L’Organisation Mondiale du Commerce a connu des difficultés à développer les objectifs de l’AGCS. Les négociations se trouvent à présent reprises par une partie des Etats les plus motivés à faire avancer ces projets (dits « really good friends » ». Dans ce contexte, la Suisse se trouve impliquée dans la négociation du « Trade In Services Agreement » (Accord sur le Commerce des Services, TISA).

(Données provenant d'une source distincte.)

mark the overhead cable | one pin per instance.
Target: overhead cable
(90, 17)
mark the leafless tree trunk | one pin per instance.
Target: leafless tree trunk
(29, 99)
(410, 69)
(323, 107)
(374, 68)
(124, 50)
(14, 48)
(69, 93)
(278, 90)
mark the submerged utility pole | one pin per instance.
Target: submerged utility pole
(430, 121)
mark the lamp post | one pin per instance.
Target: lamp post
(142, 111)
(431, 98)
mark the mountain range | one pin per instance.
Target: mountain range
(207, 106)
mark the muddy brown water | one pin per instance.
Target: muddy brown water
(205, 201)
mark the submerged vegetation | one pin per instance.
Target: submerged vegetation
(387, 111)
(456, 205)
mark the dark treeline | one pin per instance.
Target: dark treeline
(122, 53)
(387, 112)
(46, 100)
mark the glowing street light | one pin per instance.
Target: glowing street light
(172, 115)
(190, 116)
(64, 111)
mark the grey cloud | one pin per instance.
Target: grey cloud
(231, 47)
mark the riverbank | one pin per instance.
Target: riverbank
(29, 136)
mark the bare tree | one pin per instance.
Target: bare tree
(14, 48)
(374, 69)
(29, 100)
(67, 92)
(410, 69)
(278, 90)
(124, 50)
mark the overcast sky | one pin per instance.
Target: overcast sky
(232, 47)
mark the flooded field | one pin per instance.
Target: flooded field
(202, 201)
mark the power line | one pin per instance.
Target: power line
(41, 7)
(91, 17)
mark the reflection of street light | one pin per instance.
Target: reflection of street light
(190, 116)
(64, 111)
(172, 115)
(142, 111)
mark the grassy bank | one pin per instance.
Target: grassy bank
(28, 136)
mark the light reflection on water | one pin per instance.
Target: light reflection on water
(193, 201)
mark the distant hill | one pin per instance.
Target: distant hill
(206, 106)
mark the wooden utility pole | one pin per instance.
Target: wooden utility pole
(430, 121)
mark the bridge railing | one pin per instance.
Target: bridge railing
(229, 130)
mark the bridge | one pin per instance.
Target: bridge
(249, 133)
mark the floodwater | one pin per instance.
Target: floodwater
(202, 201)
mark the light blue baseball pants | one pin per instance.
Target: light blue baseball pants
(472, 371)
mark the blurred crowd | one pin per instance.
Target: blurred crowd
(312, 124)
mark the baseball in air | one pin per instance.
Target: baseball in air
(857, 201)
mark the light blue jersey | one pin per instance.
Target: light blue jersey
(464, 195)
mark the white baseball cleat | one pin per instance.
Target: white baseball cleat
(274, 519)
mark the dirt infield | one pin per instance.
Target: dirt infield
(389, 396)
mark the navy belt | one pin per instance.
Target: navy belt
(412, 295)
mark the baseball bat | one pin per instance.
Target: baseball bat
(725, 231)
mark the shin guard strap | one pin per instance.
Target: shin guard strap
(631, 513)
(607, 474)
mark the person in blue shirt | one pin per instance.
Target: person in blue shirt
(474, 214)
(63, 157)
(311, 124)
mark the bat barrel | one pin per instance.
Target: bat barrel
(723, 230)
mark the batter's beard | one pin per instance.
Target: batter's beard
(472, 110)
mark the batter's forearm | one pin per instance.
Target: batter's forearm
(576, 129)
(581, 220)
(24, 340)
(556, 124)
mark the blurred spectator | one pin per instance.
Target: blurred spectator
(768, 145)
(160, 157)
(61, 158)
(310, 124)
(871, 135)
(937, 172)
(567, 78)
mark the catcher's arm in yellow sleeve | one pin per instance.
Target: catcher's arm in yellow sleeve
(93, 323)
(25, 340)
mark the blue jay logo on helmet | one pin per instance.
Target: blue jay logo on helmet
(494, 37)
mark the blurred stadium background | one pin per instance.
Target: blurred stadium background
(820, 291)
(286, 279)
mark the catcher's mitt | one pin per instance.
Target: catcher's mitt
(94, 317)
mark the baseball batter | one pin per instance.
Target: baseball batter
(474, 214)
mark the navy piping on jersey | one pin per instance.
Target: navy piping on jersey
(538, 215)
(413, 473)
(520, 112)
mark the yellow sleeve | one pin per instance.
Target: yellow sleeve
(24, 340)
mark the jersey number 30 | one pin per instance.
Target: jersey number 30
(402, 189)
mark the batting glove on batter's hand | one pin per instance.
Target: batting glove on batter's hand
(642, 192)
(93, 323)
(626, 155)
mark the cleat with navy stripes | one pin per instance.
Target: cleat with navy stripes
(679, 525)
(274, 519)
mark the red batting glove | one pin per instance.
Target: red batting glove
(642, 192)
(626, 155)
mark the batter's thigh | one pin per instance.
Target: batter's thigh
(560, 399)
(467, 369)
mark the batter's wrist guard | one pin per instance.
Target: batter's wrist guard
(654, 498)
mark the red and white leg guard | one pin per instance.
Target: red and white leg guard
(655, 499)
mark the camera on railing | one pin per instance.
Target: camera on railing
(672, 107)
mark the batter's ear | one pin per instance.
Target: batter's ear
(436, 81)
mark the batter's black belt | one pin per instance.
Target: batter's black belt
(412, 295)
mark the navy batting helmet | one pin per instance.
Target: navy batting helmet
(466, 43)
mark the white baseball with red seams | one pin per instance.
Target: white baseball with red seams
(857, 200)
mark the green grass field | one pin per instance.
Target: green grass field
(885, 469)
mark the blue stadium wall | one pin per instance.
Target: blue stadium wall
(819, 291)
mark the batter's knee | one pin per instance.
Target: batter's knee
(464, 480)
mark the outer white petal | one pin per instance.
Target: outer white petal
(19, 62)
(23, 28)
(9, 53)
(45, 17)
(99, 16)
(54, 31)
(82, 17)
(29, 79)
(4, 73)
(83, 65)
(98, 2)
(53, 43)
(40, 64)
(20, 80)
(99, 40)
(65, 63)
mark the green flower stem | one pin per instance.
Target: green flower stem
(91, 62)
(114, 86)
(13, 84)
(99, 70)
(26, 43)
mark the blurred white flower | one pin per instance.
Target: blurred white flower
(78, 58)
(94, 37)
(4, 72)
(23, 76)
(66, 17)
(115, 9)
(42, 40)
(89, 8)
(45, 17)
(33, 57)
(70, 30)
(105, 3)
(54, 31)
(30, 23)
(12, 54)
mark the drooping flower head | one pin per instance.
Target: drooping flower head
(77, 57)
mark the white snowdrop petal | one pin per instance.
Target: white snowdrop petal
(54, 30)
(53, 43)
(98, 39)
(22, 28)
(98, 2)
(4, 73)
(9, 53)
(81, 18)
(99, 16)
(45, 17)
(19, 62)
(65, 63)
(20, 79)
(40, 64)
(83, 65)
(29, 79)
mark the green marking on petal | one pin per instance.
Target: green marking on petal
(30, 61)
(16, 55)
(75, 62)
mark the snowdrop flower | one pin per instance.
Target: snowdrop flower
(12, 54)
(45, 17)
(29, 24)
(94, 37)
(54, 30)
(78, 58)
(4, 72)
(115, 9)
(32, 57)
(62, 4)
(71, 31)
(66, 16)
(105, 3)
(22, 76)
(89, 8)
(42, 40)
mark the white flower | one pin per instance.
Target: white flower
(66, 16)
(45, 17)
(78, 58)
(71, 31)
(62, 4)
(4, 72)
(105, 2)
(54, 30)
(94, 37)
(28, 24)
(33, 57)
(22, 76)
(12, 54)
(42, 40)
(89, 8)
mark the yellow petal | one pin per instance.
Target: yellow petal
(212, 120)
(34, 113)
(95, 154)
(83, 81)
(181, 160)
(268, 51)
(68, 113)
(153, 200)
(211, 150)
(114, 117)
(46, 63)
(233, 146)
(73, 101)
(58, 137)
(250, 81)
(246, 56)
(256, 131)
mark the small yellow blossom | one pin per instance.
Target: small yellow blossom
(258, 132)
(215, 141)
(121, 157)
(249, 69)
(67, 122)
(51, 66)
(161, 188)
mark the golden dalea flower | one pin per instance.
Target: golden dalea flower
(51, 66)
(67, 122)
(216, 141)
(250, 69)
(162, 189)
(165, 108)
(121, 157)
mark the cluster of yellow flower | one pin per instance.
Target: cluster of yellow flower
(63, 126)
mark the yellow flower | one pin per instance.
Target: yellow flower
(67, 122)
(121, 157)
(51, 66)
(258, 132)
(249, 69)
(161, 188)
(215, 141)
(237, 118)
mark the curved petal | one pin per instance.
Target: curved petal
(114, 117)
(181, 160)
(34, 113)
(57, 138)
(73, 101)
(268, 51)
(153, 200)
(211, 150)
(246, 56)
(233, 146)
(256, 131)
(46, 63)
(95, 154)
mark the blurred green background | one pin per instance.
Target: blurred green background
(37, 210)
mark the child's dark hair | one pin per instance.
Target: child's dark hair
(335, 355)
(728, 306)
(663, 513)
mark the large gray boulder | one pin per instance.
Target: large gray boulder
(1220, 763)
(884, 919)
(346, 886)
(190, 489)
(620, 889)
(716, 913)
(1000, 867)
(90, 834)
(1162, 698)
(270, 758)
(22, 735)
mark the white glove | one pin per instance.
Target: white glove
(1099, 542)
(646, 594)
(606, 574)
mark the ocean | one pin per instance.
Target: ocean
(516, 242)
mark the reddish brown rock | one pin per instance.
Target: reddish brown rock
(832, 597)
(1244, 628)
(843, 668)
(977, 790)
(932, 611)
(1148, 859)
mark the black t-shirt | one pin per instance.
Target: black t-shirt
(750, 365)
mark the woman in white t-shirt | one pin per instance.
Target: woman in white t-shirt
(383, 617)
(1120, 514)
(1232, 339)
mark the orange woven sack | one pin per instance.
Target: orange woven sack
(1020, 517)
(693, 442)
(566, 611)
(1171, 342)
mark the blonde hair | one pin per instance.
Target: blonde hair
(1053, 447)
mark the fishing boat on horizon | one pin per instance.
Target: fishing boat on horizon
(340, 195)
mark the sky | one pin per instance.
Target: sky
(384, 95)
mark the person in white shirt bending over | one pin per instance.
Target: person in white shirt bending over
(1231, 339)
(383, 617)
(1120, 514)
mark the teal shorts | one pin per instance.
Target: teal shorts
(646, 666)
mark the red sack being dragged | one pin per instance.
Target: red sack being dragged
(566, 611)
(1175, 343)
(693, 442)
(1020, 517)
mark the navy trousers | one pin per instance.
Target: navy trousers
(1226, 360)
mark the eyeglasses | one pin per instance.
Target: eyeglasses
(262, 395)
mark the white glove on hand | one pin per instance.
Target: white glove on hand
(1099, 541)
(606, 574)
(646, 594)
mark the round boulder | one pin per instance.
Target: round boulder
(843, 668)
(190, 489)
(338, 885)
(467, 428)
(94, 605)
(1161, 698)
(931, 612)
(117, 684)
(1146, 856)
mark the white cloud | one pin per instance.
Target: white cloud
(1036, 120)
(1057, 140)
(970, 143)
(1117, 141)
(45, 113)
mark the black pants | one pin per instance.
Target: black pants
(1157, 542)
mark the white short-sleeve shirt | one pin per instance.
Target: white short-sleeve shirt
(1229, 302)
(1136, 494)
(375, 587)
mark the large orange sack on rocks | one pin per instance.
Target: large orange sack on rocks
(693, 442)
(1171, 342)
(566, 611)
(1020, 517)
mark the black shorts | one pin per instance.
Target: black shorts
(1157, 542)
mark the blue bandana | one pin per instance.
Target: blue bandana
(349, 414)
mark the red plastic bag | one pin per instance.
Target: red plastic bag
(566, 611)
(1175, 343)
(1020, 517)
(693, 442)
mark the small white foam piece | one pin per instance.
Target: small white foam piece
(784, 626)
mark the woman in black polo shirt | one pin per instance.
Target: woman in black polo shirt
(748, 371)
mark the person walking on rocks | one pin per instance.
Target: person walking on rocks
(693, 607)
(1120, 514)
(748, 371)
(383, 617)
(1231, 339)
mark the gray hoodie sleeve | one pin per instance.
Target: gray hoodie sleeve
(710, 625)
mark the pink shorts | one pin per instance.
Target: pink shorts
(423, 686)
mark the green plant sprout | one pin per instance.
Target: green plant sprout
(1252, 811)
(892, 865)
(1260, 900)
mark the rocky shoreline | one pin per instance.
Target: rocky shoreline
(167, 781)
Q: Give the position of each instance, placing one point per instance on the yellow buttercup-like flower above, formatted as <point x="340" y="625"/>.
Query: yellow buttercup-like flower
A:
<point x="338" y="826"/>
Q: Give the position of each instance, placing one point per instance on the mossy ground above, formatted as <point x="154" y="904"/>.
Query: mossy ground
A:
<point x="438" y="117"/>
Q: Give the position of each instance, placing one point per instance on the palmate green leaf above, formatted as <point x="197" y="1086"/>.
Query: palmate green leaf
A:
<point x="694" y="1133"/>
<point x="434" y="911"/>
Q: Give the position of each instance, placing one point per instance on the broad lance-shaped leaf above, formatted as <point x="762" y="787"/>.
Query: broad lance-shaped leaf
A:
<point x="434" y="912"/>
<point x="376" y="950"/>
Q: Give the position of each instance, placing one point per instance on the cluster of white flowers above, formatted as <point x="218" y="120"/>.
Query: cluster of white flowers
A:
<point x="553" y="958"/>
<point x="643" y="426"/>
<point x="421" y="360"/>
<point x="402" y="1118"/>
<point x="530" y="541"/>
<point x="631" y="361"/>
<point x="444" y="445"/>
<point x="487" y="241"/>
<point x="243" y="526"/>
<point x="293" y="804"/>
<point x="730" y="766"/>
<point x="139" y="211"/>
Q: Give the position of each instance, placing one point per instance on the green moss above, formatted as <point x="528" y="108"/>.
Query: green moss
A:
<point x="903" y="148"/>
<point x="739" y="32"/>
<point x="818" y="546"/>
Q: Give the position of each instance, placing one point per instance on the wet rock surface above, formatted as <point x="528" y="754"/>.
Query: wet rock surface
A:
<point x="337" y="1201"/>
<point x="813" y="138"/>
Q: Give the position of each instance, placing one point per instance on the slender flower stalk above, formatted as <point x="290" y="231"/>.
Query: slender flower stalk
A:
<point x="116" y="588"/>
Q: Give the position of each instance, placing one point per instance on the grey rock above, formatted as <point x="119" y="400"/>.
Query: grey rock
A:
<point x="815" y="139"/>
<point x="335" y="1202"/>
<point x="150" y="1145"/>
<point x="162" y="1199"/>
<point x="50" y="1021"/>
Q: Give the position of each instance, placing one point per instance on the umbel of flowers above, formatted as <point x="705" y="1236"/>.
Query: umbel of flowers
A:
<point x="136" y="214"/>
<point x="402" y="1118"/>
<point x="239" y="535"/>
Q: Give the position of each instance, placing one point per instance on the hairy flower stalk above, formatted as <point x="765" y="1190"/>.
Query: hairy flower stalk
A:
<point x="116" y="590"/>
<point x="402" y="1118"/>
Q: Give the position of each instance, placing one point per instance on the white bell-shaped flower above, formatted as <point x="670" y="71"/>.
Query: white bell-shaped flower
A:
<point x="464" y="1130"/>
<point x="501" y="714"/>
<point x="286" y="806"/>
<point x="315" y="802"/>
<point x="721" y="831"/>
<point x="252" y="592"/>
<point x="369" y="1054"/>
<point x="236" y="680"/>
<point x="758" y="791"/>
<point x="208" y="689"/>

Plusieurs voix se sont élevées contre les dangers de ces démarches. Le manque de transparence des négociations, qui se déroulent à huis clos, est l’un des aspects relevés. La perspective de privatiser différents pans du service public et d’étendre le libre-commerce aux sociétés de services ne peut qu’inquiéter, parmi celles et ceux qui restent attachés au rôle de l’Etat pour assurer ses missions d’utilité publique. Il faut ajouter que TISA semble prévoir une libéralisation de tous les services, hormis ceux pour lesquels une exception aurait été explicitement inscrite par l’Etat contractant[3]. Comme l’accord contient aussi des clauses pour interdire toute « publicisation » des services privés, tout retour en arrière est empêché. Les procédures en cas de litige sont aussi critiquées : au lieu de recourir à des tribunaux nationaux ou internationaux, TISA prévoit des tribunaux arbitraux. Cette manière de privatiser la justice implique des procédures très coûteuses, et bénéficie souvent aux grandes entreprises occidentales, aux dépens des Etats en voie de développement[4].

Dans sa réponse à l’interpellation de la conseillère nationale Aline Trede (Ip14.3102), le Conseil Fédéral indique notamment que « Dans le cadre des négociations relatives au TISA également, la Suisse n’entend pas prendre d’engagements lorsqu’il existe des restrictions légales liées à l’accès aux marchés, comme par exemple dans les domaines de l’énergie (entre autre l’électricité), de l’éducation publique, de la santé, des transports publics ou en ce qui concerne la poste. Dans son offre initiale, la Suisse a veillé à ne pas prendre d’obligation en matière de rochet[5] en particulier dans les domaines évoqués ». Si la réponse du Conseil Fédéral peut paraître rassurante à plusieurs égards, elle n’empêche pas un certain nombre de craintes. D’une part, le risque de procédures devant un tribunal arbitral ne paraît pas écarté. D’autre part, en ce qui concerne les domaines soumis au libre­échange, il est possible de rappeler que la Ville de Lausanne assume différents services, directement ou par le biais d’entreprises en mains publiques, qui dépassent ceux évoqués par le Conseil Fédéral : traitement des déchets, fourniture en eau, chauffage à distance, téléréseau et connexion internet. Par ailleurs, des démarches ont lieu au niveau suisse pour libéraliser l’électricité[6] ; si le Conseil Fédéral exclut du champ de TISA les domaines où « il existe des restrictions légales liées à l’accès aux marchés », on peut craindre que l’électricité puisse être incluse dans TISA, facilitant encore la libéralisation et empêchant tout retour en arrière.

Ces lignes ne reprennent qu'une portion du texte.